Play control of content on a device. So…remotes violate this patent? Cmon.
Without reading the whole patent it did sound a bit too generic and obvious for the patent to be valid, but I’m not a patent lawyer. The comments from Touchstream were pretty great though.
I wouldn’t blame a small company for not being able to bring a competing product to market against Google, but it seems like a long time to wait to sue someone making money off a stolen patent.
Big companies love to file bullshit software patents like this. I think I read a comment somewhere that said their coworkers used to have competition on who can got the most ridiculous patents approved by the patent office.
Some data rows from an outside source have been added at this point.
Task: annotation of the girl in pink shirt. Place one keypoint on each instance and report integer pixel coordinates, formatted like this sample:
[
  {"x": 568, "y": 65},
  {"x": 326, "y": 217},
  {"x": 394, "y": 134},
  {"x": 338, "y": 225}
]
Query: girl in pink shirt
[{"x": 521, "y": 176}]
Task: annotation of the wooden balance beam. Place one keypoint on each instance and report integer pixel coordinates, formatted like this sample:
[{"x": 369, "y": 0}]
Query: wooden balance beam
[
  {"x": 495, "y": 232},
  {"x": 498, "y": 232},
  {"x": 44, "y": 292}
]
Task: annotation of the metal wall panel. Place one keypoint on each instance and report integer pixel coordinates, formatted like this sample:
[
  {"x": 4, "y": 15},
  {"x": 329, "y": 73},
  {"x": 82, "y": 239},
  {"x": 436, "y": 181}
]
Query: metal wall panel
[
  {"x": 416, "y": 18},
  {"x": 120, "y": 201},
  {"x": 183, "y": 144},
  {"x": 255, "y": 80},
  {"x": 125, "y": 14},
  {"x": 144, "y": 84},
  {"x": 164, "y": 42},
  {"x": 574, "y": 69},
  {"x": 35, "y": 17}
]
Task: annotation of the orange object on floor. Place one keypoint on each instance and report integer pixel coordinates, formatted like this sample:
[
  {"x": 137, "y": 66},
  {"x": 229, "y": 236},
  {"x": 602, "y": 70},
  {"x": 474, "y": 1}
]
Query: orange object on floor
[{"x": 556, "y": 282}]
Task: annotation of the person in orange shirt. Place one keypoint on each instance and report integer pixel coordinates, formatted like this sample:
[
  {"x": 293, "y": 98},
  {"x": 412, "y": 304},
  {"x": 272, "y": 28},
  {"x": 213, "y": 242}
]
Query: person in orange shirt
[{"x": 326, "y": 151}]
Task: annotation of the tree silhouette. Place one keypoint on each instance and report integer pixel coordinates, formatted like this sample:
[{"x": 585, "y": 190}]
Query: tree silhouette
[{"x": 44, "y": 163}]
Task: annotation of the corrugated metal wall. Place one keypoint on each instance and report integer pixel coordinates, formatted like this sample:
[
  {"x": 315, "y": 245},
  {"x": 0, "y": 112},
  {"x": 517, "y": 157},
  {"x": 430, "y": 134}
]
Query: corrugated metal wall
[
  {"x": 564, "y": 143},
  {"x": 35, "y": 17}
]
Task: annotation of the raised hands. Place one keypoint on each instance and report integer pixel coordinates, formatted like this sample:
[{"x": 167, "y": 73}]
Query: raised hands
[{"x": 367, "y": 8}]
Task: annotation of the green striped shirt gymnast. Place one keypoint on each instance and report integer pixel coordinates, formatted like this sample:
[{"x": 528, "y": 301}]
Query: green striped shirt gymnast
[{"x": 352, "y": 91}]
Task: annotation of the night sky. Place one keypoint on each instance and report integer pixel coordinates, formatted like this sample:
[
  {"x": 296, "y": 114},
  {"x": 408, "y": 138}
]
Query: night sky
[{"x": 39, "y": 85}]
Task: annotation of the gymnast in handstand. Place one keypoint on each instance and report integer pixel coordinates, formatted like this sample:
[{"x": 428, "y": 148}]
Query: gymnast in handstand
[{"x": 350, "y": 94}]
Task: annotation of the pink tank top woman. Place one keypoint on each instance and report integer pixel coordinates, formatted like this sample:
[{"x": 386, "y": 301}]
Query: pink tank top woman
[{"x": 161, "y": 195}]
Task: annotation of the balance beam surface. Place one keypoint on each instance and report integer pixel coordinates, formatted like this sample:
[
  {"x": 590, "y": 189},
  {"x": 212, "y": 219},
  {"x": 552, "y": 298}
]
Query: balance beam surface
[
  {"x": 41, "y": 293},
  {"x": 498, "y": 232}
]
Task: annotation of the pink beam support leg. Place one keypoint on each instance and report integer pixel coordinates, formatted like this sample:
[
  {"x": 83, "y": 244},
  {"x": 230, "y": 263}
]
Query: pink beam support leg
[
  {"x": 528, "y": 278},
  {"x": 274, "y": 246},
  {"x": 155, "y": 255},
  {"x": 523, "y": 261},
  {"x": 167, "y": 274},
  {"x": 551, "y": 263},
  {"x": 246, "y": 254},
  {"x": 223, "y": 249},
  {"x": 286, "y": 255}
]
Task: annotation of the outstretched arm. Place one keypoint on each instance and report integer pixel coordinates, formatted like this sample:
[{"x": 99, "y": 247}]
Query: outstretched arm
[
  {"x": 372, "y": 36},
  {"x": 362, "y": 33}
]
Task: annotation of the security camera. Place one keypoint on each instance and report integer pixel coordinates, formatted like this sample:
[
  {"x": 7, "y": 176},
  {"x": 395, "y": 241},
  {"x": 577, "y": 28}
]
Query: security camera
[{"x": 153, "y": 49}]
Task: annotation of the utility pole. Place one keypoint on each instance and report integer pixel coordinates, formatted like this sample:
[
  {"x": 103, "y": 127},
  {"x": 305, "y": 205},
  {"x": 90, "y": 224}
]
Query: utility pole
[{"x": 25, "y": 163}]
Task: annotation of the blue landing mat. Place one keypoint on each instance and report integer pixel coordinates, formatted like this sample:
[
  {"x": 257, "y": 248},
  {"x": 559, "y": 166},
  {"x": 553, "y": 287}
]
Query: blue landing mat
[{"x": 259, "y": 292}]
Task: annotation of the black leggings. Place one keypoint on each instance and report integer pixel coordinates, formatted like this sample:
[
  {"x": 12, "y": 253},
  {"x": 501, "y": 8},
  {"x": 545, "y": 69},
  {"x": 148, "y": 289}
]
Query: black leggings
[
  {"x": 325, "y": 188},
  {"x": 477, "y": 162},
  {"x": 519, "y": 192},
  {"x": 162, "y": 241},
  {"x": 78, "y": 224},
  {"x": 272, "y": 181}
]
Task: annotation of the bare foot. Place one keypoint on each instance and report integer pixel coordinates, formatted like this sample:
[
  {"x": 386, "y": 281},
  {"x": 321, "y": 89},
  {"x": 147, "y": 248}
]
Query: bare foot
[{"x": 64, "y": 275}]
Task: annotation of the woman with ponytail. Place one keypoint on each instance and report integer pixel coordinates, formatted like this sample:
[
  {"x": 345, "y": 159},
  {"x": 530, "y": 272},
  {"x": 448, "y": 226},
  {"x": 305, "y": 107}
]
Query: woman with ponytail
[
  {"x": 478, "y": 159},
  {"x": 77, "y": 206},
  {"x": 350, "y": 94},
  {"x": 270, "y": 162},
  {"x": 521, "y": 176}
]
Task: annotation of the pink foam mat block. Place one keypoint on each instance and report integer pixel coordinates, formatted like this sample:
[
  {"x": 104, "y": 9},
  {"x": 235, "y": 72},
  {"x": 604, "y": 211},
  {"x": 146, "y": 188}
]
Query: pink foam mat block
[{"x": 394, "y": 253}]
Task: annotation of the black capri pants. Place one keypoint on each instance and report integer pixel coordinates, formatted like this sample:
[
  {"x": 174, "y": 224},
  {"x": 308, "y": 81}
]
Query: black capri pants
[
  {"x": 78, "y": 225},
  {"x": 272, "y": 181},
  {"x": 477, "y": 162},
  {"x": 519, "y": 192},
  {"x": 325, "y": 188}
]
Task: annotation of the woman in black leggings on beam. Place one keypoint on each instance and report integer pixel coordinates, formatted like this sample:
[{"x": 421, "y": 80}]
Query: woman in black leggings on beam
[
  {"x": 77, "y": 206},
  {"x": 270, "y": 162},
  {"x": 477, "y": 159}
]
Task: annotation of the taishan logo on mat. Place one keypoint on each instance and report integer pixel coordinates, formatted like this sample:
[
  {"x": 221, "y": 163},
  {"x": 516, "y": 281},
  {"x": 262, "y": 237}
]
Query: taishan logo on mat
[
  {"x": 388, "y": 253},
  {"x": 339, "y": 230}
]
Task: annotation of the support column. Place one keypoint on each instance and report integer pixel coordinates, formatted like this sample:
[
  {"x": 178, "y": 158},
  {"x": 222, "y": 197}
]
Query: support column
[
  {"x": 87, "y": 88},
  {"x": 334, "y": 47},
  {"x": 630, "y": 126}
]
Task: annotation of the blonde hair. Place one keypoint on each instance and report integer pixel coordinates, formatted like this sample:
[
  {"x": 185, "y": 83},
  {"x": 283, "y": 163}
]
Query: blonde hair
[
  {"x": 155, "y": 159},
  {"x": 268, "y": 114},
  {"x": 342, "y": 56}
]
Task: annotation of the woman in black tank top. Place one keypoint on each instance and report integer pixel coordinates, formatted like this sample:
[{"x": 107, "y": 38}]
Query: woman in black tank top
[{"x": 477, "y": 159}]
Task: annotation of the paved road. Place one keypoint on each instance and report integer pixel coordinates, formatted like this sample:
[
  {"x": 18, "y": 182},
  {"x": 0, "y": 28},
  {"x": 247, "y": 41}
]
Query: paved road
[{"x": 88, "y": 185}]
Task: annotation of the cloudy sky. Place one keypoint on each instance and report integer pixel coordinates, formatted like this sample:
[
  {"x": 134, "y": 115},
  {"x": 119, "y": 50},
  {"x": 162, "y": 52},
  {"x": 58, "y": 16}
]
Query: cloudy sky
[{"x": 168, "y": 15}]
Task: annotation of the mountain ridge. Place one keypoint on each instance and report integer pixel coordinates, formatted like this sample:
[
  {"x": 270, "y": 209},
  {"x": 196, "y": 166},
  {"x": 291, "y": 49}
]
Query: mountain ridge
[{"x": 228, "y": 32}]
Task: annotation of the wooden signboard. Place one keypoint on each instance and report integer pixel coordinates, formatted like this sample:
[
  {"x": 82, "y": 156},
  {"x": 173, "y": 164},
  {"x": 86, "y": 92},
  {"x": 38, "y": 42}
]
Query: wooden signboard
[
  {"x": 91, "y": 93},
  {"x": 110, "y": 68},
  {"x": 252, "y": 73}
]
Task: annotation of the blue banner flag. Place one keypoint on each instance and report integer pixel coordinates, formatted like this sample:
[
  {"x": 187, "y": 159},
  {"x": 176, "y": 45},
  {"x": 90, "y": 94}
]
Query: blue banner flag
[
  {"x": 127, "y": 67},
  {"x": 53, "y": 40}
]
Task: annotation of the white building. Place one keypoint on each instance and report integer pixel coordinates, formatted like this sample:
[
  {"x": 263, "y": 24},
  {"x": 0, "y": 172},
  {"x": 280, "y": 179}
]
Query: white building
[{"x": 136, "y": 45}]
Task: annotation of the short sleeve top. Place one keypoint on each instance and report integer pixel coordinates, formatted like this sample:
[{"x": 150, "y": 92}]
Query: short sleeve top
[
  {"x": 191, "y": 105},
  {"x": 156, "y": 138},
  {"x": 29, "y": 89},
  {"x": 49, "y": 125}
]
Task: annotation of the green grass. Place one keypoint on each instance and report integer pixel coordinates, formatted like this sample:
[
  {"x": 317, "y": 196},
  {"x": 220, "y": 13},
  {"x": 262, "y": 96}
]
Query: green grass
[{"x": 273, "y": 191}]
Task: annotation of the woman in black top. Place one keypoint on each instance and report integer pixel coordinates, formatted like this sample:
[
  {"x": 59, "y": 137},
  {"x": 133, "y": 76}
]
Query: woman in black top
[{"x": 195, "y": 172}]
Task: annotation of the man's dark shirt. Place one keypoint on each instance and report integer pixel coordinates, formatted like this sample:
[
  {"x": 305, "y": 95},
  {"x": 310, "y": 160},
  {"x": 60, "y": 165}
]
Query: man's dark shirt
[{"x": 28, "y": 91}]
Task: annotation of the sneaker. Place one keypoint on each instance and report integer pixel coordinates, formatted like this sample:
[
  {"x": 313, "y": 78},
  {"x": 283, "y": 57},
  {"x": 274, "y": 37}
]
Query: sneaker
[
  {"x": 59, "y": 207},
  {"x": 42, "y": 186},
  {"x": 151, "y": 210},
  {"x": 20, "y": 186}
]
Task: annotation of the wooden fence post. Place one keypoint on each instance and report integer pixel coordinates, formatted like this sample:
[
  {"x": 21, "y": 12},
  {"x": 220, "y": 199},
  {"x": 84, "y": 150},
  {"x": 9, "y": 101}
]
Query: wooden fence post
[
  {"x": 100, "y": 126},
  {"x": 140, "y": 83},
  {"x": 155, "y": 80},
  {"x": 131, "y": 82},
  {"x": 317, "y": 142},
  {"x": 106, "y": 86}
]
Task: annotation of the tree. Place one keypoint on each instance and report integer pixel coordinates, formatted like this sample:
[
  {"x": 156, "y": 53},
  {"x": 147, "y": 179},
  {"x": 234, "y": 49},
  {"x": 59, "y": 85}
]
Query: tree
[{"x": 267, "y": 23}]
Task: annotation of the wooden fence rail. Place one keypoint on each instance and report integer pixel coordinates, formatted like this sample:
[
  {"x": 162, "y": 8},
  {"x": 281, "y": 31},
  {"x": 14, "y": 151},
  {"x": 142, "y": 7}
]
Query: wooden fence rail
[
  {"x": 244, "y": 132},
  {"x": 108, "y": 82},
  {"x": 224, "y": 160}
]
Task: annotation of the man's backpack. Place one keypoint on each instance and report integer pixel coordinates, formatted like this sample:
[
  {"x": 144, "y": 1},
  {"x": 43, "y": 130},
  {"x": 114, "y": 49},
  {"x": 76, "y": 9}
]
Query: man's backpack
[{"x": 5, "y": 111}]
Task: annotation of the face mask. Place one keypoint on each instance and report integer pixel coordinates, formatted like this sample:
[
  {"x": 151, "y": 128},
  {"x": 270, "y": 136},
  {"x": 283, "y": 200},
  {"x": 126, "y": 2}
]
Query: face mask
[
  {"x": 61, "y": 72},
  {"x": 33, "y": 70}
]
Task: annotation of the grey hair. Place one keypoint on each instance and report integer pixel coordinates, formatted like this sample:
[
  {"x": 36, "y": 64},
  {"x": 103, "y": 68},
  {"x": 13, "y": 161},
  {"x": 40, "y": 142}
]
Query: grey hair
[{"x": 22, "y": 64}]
Instead of using patents for innovation, those big companies then use those patents as a weapon. They can basically sue anyone for anything thanks to their broad portfolio of bullshit patents. It’s basically like a nuke for them, big companies won’t sue each other because the other big companies also have nuke, so anyone who attack with nuke will also get nuked. We’ve seen it play out between Apple, Google and Qualcomm in the past (e.g. multitouch battle, modem battle, etc).
Patent trolls are different though, they are usually a non practicing entity. Suing them is useless because they don’t do any business except hoarding patents, so they are not afraid of getting counter-sued for patent infringements. The worst that can happen is getting their stupid patents invalidated.
So yeah, I think software patents are basically useless and a drain to society.
This sounds like an old X11 thin client would infringe this patent, which came out in the 80’s. Chromecast and cloud gaming derive from that, being more of a refinement than an invention.
Looks like it’s specifically the “casting” portion of Chromecast. The patent details having one device, in the example an iphone, request to play a video on a larger device, where it’ll either play it from cache or pull it from the internet to display it. Seems a bit generic to actually patent something like that, but as usual parents serve to do nothing other than stifle innovation.